I know it is very common to culturally divide Afghanistan into three cultural zones like a pieces of cake: first, the north, with strong Central Asian (Uzbek, Tajik, Turkmen) influence; second, the west around Herat, which orients toward Iran; and third, the east and south with the Pashtuns moving and looking toward India and Pakistan. But this is a stereotypical and even wrong way of viewing Afghanistan, which I must reject! One can of course divide Afghans into different ethnic, language and confessional groups which really exist. But these groups and their boundaries and identity markers are highly constructed if not saying artificial. I personally think as an outsider or non-Afghan, neither do I have the right to answer such a question nor do I deem it a good idea.
Can the Silk Road be revitalized once again?
I think it depends on the political circumstances at the regional and global level. But in my opinion this process is already underway as it is part of the globalization. The connections already exist (diaspora community, trade flows, exchange of information through the social media), we just need to open our eyes and recognize them. Yet under the present circumstances, only a few people benefit from the nodes, networks, flows and connections in a more direct way.
In the case of revitalizing the Silk Road, how would it affect the political geography of the region?
This also depends on the circumstances and the politicians. In general I guess economic exchange and cooperation already exists but could be improved. In such a case, it would have a very positive (stabilizing) impact on the entire region.
You have worked with the Crossroads Asia project. What purposes is this project designed to serve? What was your role in it?
The Crossroads Asia project is framed as a competence network uniting different scholars who work in interdisciplinary work packages and groups like mobility and migration, conflict, development. The project aims to open future perspectives for area studies in Germany. This means that some of the network members are engaged in conceptual and theoretical work to further develop this field. One of the major achievements is the abandonment of conventional ideas of areas as spatially bounded containers, which are essentially and somewhat arbitrarily predefined by Western researchers concerned with specific areas of interest (Iran, Africa, Southeast Asia or Latin America).
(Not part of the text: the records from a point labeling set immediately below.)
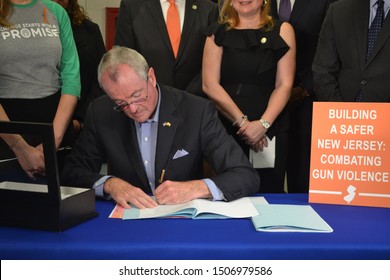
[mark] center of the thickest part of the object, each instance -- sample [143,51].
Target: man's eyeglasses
[138,98]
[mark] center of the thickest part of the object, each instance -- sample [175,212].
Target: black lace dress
[248,73]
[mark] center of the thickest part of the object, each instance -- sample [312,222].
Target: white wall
[96,11]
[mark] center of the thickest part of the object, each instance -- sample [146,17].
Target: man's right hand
[124,193]
[31,159]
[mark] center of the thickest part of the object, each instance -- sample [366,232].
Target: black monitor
[41,203]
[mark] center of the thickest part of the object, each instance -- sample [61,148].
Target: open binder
[43,204]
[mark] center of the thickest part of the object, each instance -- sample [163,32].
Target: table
[359,233]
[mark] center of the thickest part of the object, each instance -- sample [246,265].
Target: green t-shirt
[39,55]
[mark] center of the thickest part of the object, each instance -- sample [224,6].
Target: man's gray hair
[122,55]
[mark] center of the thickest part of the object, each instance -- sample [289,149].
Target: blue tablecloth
[359,233]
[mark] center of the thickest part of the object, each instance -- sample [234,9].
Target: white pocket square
[180,153]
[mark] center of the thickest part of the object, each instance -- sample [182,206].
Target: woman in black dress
[248,71]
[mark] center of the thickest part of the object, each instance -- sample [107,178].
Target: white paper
[265,158]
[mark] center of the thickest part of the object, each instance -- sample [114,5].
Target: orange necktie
[173,26]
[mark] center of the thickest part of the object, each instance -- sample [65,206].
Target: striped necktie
[173,26]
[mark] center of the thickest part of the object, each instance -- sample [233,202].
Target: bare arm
[63,116]
[211,76]
[30,158]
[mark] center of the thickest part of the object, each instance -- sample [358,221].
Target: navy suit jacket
[194,127]
[141,26]
[340,67]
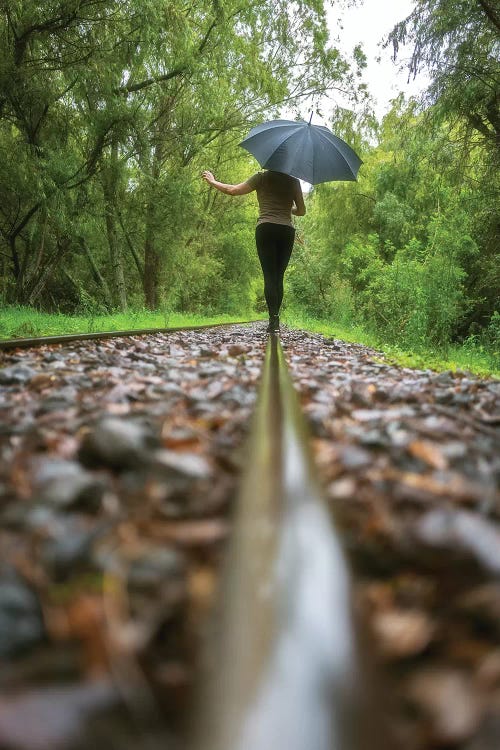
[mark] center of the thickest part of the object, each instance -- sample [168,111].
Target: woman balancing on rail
[279,197]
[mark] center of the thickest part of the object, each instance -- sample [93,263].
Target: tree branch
[490,12]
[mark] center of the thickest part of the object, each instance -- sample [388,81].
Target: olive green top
[276,193]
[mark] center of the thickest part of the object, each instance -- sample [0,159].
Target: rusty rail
[26,343]
[282,660]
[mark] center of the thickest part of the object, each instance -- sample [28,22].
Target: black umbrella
[309,152]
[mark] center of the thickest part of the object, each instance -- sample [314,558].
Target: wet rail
[27,343]
[282,660]
[283,667]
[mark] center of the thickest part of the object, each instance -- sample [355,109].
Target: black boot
[274,324]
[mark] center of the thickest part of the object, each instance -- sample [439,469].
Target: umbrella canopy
[309,152]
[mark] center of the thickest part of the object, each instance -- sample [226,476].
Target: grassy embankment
[16,322]
[22,322]
[477,359]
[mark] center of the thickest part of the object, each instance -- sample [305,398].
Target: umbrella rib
[326,138]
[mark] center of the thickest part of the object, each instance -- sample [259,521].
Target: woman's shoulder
[255,180]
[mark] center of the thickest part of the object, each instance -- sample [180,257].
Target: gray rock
[155,567]
[21,624]
[16,375]
[117,443]
[65,484]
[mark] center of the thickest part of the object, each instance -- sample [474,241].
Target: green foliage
[22,322]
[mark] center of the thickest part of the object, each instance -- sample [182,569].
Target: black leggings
[274,247]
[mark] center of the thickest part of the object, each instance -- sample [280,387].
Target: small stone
[64,484]
[448,701]
[16,375]
[236,349]
[402,633]
[69,551]
[154,568]
[342,489]
[21,625]
[117,443]
[189,465]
The consequent application of new research paradigms (Crossroads Studies focusing on networks, exchange-generated flows, conflicts, migration etc.) enable us to reframe contemporary area studies. My role in the network was confined to a historical study on networks of slave trade. Meanwhile I slightly changed my topic and am currently working on transoceanic maritime networks of slave and pearl trade between the Persian Gulf (Southern Iran, Oman and the Trucial Coast) on the one hand, and East and Central Africa on the other. The links to India and Europe also play a role in it.